The winter Ryder turned nine, Grace was six, and the cold was bitter and long. Maybe with the telling of it, these many years later, forgiveness will find me and I can draw close and smile.
The Fall obliterated humanity about sixteen years before that season; the bombs and pestilence that followed The Fall pushed us to the brink of the abyss, but we managed to survive. In the nine years we had been in the west, the scattered groups of survivors inhabiting the region enjoyed relative peace and security. It was a time of rebirth and renewal, and my best memories live there still. The weaponized fungus we had come to call Tarantula still thrived in the warmer regions, but the cold of the north kept it at bay. We were full of hope, though we bore the wounds of the past.
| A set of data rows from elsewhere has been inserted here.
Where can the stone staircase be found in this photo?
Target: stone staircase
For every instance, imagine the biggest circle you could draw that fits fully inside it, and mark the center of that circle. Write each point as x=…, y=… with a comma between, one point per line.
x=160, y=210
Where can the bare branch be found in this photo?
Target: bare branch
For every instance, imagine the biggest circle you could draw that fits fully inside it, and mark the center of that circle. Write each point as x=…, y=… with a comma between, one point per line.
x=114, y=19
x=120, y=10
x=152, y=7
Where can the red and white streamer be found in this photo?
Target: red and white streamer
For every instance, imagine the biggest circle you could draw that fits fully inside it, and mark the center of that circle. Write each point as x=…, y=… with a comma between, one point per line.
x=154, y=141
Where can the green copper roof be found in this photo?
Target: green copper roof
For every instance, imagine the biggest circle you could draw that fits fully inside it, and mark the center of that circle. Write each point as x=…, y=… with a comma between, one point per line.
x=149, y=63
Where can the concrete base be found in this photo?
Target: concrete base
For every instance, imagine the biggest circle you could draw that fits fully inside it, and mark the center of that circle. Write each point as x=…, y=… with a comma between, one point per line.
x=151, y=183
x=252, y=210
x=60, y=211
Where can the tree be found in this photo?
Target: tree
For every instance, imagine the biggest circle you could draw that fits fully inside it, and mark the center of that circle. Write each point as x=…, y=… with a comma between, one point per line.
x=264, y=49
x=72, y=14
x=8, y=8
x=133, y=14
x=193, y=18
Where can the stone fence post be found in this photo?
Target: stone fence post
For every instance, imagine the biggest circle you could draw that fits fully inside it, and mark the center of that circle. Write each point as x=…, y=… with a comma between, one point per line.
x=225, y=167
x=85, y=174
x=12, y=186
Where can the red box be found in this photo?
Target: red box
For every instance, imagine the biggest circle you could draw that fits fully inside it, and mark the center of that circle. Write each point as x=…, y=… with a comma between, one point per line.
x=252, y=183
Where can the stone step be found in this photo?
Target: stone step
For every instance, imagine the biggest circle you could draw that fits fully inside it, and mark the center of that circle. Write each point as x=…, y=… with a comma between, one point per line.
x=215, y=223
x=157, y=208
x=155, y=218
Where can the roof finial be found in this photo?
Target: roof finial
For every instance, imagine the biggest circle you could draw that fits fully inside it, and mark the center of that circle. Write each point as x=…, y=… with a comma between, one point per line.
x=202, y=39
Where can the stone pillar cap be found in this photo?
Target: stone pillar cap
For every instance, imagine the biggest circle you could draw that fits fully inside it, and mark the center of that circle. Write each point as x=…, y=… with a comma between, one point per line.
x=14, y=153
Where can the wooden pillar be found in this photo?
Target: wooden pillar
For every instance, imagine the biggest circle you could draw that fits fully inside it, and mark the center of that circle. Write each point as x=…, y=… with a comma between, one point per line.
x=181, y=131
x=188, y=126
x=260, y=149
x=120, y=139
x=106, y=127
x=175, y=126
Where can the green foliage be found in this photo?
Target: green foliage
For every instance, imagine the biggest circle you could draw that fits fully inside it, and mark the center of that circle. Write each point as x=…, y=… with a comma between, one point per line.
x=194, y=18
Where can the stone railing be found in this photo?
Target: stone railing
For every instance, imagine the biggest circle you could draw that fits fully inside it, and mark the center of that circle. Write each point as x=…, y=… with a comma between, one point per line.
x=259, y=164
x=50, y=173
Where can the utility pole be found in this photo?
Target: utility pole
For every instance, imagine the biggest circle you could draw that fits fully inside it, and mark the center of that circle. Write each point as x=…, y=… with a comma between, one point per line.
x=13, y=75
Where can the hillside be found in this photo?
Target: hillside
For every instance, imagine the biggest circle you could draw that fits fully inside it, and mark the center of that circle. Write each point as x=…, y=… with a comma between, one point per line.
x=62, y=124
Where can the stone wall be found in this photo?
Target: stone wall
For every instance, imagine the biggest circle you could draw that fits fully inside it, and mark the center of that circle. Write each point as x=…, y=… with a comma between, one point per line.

We believed we had made it through the worst of it.
I was then not yet thirty, and still very much in my prime, my hair dark and short, with not a hint of the white beard and long mane I now wear. “You look like Noah,” Crystal jokes these days. “What happened to my sculpted David, my Greek hero?” She laughs and there is no malice in it; the gray is earned and I wear it with the cantankerousness of an old Grizzly baring his yellowed fangs over a kill, long of tooth and the gold fading, but still dangerous. I was much more dangerous then. I stood six feet four inches, was broad of shoulder and narrow of hip, and I was strong. Hazel eyes, still bright with hope then, before they were faded and dimmed by sadness, which still burned with a zest for life.
“You’re old beyond your years,” I recall Crystal saying back then. “Such an old soul.” But really, I think that was all of us.